Suasana debat kembali memanas saat sesi lempar pertanyaan soal seni. Mantra-Kerta menyerang Cawagub Cok Ace saat menjabat sebagai Bupati Gianyar yang dianggap tidak bisa mengurus Pasar Seni Sukawati. Akibatnya, revitalisasi Pasar Seni Sukawati macet. "Pasar Seni Sukawati yang saudara Cok Ace rencanakan revitalisasinya sampai sekarang tidak terlaksana, " sodok Rai Mantra.
Diserang seperti itu, Cok Ace langsung membantah revitalisasi Pasar Sukawati disebut macet. Menurut Cok Ace, itu bukan gagal, namun terkendala lahan. "Kalau ada lahan, kami pasti siap lanjutkan revitalisasi dan upayakan pembangunannya, " tangkis tokoh pariwisata asal Puri Agung Ubud yang sempat menjadi Bupati Gianyar 2008-2013 ini.

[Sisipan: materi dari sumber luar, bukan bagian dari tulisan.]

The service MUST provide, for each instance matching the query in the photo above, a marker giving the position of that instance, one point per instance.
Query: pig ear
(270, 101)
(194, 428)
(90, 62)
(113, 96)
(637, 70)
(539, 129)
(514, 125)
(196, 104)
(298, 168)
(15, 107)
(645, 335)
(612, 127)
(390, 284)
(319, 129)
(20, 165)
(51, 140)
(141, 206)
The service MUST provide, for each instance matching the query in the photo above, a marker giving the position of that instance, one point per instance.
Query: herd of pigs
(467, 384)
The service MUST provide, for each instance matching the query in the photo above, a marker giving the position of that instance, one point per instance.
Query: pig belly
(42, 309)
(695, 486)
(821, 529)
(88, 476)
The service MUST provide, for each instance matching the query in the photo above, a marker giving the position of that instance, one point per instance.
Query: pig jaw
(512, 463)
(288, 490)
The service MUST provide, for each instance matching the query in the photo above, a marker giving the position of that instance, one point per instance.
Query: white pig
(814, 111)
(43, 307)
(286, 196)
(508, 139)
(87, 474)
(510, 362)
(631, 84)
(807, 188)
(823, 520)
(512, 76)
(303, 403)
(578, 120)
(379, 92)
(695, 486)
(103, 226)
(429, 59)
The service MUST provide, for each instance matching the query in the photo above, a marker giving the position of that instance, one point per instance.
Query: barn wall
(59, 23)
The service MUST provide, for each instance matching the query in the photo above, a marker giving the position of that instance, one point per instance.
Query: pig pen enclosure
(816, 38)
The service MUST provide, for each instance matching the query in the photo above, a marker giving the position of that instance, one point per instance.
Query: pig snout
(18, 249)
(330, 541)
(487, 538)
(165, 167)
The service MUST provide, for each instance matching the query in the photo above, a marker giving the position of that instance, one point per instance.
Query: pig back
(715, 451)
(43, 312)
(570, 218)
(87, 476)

Berikutnya, Cawagub Sudikerta menyerang Cagub Koster dengan mempertanyakan perannya Koster sebagai anggota DPR RI dengan mengajak Sekretaris Menpora Wafid Muraham yang jadi tersangka korupsi meresmikan sarana olahraga di Pura Ponjok Batu, Desa Pakraman Pacung, Kecamatan Tejakula, Buleleng. "Kalau melaksanakan pemerintahan bersih seharusnya anggota DPR RI hanya mengawasi. Kenapa harus saudara Kostes ikut meresmikan?" tanya Sudikerta.

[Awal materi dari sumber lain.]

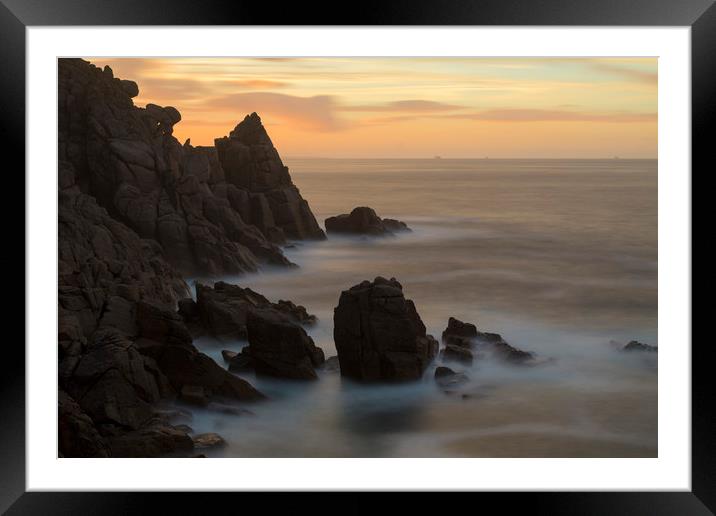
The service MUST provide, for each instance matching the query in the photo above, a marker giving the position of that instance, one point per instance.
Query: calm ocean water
(559, 256)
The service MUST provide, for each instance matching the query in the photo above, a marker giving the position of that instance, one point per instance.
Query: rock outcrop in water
(462, 338)
(212, 210)
(222, 310)
(379, 335)
(136, 210)
(364, 221)
(279, 347)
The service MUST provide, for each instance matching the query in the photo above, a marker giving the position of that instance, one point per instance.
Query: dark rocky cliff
(213, 210)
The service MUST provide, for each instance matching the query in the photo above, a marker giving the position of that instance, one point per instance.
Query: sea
(557, 256)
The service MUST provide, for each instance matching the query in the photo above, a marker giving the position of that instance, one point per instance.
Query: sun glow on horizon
(412, 107)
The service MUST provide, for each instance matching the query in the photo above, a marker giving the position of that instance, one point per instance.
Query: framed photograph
(424, 248)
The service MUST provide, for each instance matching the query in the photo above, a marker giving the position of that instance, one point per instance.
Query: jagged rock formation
(222, 310)
(462, 338)
(137, 209)
(280, 347)
(212, 210)
(260, 186)
(364, 221)
(379, 335)
(635, 345)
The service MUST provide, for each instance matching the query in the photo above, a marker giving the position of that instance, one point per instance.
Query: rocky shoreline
(138, 213)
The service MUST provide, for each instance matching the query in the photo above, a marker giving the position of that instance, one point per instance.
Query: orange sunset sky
(412, 107)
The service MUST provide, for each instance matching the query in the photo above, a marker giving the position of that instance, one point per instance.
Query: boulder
(194, 395)
(454, 353)
(464, 335)
(77, 435)
(152, 441)
(446, 377)
(364, 221)
(280, 347)
(223, 309)
(639, 346)
(228, 355)
(379, 335)
(128, 160)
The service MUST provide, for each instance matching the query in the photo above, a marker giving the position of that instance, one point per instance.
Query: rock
(465, 335)
(332, 364)
(638, 346)
(153, 441)
(127, 159)
(208, 440)
(459, 333)
(188, 309)
(77, 435)
(379, 335)
(242, 362)
(442, 371)
(250, 162)
(363, 221)
(280, 347)
(229, 409)
(194, 395)
(228, 355)
(223, 309)
(446, 377)
(130, 88)
(454, 353)
(395, 226)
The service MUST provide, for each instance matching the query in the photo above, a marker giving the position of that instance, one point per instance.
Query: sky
(350, 107)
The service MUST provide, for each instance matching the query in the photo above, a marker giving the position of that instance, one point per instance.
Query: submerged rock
(639, 346)
(461, 338)
(454, 353)
(223, 309)
(459, 333)
(208, 440)
(153, 441)
(364, 221)
(332, 364)
(213, 210)
(379, 335)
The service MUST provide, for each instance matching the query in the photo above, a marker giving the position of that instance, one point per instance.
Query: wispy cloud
(411, 106)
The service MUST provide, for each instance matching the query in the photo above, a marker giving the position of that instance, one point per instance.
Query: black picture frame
(17, 15)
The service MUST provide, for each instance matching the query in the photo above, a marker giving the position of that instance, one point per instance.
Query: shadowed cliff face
(136, 210)
(211, 212)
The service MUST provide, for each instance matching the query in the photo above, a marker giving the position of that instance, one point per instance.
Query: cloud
(403, 106)
(631, 74)
(260, 84)
(317, 113)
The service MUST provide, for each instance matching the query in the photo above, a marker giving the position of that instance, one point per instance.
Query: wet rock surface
(137, 211)
(212, 210)
(463, 343)
(379, 335)
(364, 221)
(636, 346)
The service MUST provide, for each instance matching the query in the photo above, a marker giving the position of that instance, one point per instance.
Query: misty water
(558, 256)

Koster pun langsung meladeni Sudikerta. Koster menegaskan, prasasti peresmian sarana olahraga diusulkan masyarakat setempat. Sarana olahraga tersebut dibangun dan dipakai lapangan parkir juga untuk umat Hindu, termasuk dari luar Bali yang tangkil sembahyang. "Bukan atas keinginan saya pribadi meresmikan. Tapi, itu atas keinginan masyarakat," tandas politisi PDIP asal Desa Sembiran, Kecamatan Tejakula, Buleleng yang tak jauh dari Pura Ponjok Batu ini.

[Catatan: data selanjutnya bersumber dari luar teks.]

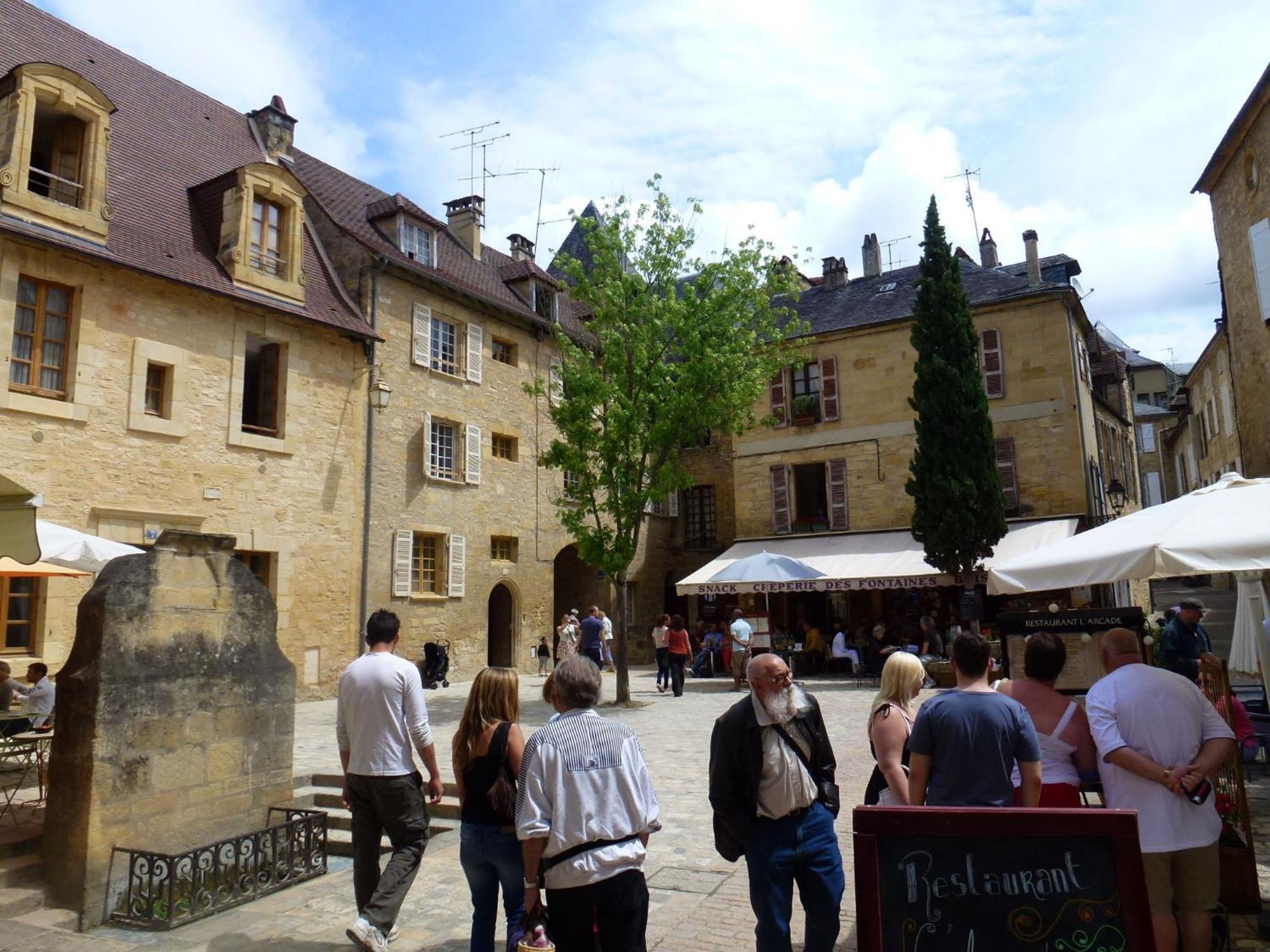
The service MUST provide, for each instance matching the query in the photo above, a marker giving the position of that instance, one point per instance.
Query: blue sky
(813, 122)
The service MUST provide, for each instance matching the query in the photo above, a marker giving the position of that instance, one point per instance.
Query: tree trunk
(624, 682)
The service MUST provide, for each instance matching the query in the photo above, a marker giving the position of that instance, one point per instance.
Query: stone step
(21, 870)
(16, 901)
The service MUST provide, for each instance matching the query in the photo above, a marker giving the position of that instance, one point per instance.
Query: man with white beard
(774, 802)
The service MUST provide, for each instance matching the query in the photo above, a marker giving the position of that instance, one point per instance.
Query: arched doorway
(502, 626)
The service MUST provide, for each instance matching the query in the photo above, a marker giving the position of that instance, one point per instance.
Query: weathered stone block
(175, 684)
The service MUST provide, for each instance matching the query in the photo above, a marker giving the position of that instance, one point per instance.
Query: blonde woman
(891, 720)
(487, 753)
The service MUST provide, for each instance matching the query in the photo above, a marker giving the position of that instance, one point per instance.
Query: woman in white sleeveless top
(1064, 732)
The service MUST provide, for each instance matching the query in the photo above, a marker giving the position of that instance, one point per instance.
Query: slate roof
(864, 303)
(166, 140)
(347, 199)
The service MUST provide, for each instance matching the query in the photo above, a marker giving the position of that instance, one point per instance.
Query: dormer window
(416, 242)
(544, 301)
(266, 232)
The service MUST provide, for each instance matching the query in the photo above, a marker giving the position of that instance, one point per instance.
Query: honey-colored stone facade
(107, 468)
(1240, 199)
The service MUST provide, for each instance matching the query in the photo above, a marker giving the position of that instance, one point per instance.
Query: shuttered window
(780, 498)
(1006, 472)
(991, 364)
(777, 397)
(836, 475)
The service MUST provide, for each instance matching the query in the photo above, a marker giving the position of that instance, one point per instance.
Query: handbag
(502, 791)
(827, 791)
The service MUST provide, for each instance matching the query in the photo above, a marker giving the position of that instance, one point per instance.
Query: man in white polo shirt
(1159, 739)
(379, 717)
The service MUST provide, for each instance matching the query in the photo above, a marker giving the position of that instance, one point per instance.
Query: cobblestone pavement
(699, 902)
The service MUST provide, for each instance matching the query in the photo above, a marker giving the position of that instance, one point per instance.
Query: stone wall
(176, 715)
(106, 469)
(1236, 208)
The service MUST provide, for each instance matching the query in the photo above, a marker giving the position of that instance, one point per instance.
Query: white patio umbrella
(78, 550)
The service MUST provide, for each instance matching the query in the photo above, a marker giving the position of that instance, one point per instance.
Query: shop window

Ketegangan memuncak saat Cok Ace balik mempertanyakan isu reklamasi Teluk Benoa. "Pertanyaannya begini, bahwa tentang reklamasi, pada beberapa debat sebelumnya dan ketika Anda dapat rekomendasi, Anda sangat gencar bicara soal tolak reklamasi. Tapi, tahun 2012 ketika Anda masih menjadi Wakil Bupati Badung, secara hierarki hukum pusat mengeluarkan rekomendasi berdasarkan usulan dan izin daerah. Kenapa bisa sampai pusat mengeluarkan Perpres?" tanya Cok Ace. Menjawab hal itu, Sudikerta berkelit jika dia telah mengeluarkan surat rekomendasi reklamasi Teluk Benoa. Bahkan, dia justru menyalahkan Ketua DPRD Badung saat itu. "Saya pernah mengusulkan penataan Pulau Pudut yang mengalami abrasi plus penataan pesisir. Dari dua usulan saya itu hanya penataan Pantai Kedonganan. Tidak ada saya mengeluarkan rekomendasi (Teluk Benoa). Posisi kami menolak reklamasi," kilah Sudikerta.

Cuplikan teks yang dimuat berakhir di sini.